The key points for discussion that will be considered in the session are:

  1. From greater collegiality to increased regulation?
    Initial responses have produced a sense of collegiality with colleagues commenting on how barriers between hierarchical levels and business functions were easily overcome, regaining a sense of shared purpose in what universities do.
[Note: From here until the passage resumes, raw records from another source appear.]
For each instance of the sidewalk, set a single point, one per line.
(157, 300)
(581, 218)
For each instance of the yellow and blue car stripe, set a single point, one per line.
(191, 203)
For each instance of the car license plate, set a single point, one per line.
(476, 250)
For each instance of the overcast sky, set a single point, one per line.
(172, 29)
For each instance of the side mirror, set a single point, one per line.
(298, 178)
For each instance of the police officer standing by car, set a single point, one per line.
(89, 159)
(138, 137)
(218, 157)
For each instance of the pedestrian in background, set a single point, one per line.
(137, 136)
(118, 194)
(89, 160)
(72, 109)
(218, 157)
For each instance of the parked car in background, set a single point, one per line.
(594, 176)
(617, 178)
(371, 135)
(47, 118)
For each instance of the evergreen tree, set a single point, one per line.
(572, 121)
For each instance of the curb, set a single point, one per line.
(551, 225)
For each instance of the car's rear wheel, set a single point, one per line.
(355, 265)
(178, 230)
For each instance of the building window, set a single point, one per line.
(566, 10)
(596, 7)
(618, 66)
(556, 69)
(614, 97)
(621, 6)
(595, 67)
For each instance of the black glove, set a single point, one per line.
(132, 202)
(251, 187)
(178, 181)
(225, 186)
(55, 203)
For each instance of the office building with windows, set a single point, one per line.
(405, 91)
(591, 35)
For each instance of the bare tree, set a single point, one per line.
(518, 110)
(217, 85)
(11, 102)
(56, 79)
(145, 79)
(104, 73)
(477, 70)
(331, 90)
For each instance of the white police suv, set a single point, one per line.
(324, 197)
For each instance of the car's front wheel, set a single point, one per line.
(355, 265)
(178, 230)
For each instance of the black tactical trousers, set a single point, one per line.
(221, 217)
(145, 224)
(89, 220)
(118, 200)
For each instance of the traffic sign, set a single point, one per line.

Has this window of opportunity for greater local autonomy in universities closed?

  2. From performance evaluation to well-being considerations?
    A positive initial effect of the pandemic was reported to be a shift in focus from performance evaluation to attention to well-being. ‘Non-performing’ staff have become colleagues with pressing family and personal problems who need help to function in stressful circumstances. The question is whether this ‘equalizing’ dynamic will survive.

  3. PCollegiality: where and when?
    The dynamic of points 1 and 2 has not been unfolding in the same way within or across universities and seems to have been dependent on which institutional and organizational level these developments took place.

 
The sub-plenary will complement the Colloquium theme “Organizing for the Good Life” in examining the significance of collegiality in an organizational good life that is ‘a collective construct that encompasses community resilience and progress, social equality and inclusion’. Moreover, the research reflects the Colloquium’s concerns with both legacy and imagination, examining both how HEIs histories, cultural values and social contexts inform the nature of collegiality and how that is being shaped by current developments and concerns.
 

Ulla Eriksson-Zetterquist is Professor in Organization Theory at University of Gothenburg, Sweden. She has regularly co-convened EGOS sub-themes and was part of the organizing committee of the EGOS Colloquium 2011 in Gothenburg.
 
Rick Delbridge is Professor of Organizational Analysis at Cardiff University, United Kingdom. He has co-convened a number of EGOS sub-themes, guest edited several issues of Organization Studies and received the Roland Calori Award in 2019.
 
Michael Lounsbury is Professor of Strategy, Entrepreneurship and Management at the University of Alberta, Canada. He has co-convened a number of EGOS sub-themes and paper development workshops over the years. Michael has served as Co-Editor-in-Chief of Organization Studies.
 
Paolo Quattrone is Professor of Accounting, Governance and Society and Director of the Centre for the Analysis of Investment Risk at the Alliance Manchester Business School, United Kingdom. A regular EGOSian, he sat on the organizing committee of the EGOS Colloquium 2018 in Edinburgh. Paolo is currently Co-Editor-in-Chief of Organization Studies.
 
Kerstin Sahlin is Professor of Organization Studies at Uppsala University, Sweden. In 2020, she was appointed an EGOS Honorary Member of EGOS. Kerstin has co-convened a number of EGOS sub-themes over the years.